Stacey looked at Promo, who gave the closest approximation to a shrug that a disembodied weapon could possibly give.

“Might as well,” he said. “Martha doesn't treat her animals too well, and I shudder to think what might come of old Spice, now that I'm not around to protect him.”

Stacey sighed. “Very well,” she said, “As long as you don't make a nuisance of yourself.”


Over the next several days, Stacey, her First Mate Promo, and Spice the cat, sailed the Seven Seas along with their motley crew. As Spice had predicted, they heard nothing from the old witch, Martha, who never really liked her cat anyway, and was in fact quite pleased to see him go. Spice did express, with some sadness for Stacey's part, his concern for how the witch would be treating Jack, the cock hat wearing bullfrog, and Stacey's former first mate.

It didn't take long, though, for it to become apparent to Stacey why Martha hadn't minded the loss of her cat. Spice was a nuisance. Aside from lamenting Jack's likely fate, he insisted on complaining about absolutely everything.
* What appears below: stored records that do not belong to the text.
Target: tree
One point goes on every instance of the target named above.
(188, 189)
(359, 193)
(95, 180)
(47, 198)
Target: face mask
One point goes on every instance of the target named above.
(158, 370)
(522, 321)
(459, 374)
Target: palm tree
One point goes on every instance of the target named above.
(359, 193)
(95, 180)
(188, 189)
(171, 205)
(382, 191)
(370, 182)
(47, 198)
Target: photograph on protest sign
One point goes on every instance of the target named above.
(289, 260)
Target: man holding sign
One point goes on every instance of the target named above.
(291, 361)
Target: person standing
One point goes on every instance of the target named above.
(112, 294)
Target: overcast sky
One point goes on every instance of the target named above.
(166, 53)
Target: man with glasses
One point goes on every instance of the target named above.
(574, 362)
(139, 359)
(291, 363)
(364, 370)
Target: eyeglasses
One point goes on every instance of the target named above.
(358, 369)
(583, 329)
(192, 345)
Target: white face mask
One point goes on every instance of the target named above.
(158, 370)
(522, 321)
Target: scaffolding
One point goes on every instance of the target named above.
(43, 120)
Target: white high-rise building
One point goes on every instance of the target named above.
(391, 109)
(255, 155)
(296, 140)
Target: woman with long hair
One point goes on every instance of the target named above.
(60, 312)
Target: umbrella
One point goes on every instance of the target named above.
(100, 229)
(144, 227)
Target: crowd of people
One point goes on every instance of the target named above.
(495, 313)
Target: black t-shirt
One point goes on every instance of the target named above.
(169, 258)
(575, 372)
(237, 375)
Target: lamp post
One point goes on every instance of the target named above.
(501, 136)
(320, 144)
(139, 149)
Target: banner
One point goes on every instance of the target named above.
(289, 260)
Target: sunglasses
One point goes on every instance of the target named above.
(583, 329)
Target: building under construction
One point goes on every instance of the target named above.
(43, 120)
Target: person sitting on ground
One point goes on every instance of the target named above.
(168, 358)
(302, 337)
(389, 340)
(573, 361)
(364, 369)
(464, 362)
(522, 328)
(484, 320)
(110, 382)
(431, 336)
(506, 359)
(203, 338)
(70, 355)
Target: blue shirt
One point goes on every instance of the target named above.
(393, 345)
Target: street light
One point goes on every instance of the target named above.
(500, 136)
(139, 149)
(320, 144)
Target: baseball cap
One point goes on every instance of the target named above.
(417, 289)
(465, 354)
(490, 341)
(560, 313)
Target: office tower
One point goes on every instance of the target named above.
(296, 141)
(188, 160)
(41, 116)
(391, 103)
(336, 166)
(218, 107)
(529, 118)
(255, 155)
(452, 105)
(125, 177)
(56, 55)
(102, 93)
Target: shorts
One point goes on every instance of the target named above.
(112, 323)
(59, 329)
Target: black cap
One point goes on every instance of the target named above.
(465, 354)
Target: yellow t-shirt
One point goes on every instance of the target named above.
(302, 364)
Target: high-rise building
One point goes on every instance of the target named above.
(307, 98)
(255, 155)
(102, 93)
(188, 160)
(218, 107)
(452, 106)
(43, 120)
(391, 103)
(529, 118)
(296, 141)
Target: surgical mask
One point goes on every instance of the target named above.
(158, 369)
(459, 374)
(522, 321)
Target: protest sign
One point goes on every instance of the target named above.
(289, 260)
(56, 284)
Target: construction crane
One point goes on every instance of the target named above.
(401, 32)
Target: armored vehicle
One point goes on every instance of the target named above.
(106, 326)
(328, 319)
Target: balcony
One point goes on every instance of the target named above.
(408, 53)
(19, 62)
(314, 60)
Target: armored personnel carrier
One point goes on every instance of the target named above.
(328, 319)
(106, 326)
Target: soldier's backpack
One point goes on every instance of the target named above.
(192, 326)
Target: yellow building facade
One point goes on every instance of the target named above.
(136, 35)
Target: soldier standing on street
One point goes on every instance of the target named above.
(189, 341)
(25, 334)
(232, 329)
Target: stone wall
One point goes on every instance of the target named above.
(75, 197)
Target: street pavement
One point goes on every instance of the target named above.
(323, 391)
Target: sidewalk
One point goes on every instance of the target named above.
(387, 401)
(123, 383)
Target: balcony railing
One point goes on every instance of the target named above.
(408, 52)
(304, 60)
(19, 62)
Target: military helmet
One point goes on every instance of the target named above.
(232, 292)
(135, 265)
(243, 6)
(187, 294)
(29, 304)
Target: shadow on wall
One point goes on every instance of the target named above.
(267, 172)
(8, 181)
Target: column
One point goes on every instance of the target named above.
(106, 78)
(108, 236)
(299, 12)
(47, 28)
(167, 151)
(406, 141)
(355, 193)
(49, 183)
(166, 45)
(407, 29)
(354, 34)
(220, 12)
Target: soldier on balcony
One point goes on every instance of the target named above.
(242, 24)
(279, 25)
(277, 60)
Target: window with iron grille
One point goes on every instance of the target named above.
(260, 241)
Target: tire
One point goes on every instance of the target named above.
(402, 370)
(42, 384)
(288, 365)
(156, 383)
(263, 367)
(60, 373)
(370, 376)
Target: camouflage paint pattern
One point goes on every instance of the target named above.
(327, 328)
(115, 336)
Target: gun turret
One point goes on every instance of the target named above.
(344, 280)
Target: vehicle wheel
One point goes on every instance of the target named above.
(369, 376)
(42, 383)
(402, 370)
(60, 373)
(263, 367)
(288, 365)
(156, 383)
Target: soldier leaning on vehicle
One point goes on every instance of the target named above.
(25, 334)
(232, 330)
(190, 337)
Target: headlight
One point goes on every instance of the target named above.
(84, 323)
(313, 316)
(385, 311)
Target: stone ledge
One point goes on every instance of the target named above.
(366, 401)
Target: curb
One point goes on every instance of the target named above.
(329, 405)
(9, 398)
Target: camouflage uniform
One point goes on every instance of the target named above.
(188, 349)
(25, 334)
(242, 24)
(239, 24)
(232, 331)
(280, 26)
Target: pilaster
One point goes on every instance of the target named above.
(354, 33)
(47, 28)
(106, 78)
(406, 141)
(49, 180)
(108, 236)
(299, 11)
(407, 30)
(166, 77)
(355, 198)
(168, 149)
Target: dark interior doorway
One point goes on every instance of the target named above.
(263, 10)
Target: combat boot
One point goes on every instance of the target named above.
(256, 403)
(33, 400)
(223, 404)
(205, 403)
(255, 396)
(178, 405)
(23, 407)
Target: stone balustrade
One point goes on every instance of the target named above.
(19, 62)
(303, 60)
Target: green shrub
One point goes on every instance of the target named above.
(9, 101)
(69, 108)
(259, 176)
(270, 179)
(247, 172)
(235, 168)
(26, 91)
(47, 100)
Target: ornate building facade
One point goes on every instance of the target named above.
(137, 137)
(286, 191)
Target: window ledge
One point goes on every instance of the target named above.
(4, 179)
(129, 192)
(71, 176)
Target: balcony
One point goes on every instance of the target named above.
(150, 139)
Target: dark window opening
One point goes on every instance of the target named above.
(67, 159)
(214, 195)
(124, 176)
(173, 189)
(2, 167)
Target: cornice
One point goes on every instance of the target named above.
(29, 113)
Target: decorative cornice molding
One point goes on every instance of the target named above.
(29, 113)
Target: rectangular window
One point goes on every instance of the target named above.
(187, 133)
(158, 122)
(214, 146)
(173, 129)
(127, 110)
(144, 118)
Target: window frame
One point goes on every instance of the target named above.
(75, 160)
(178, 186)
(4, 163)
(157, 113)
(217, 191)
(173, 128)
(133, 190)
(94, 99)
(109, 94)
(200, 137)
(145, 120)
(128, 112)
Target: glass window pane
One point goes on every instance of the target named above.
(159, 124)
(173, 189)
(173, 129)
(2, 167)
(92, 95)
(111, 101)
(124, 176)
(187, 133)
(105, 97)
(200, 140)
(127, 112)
He complained that there wasn't enough to eat. When he caught a rat, he complained that it was tough and scrawny, and not succulent and juicy like the rats he used to catch back in the jungle. When he was ignored, he complained that he was not given enough attention. When Stacey would reach down from her favourite chair to stroke Spice, he would complain that she was smothering him.

Promo suggested on more than one occasion that they throw Spice overboard, or slaughter him, and on more than one occasion, Stacey was inclined to agree with him. However, she simply could not bring herself to get rid of the wonderful talking cat.

One evening, during a terrible storm, Otto was running around the deck, shouting orders on behalf of his captain, and supervising the reefing of sails and the battening down of hatches. In his haste to run to one of the men to explain to him how to do it properly, he accidentally kicked poor old Spice, who was cowering against the mast.

The cat went flying through the air, over the edge of the ship, and into the water. Realising immediately what he had done, he raced to the railing in time to see Spice treading water in the choppy sea. Lightning flashed in the distance, and Otto didn't know what to do.

He called for the captain, who arrived just in time to see a massive whale ascend from the deep and swallow Spice whole.


The captain had been livid that day, but overall she was pleased at how well they had weathered the storm. That evening, she had sat in her armchair, sipping a healthy glass of rum, enjoying the silence, and quietly saying goodbye to the cat who wouldn't stop complaining.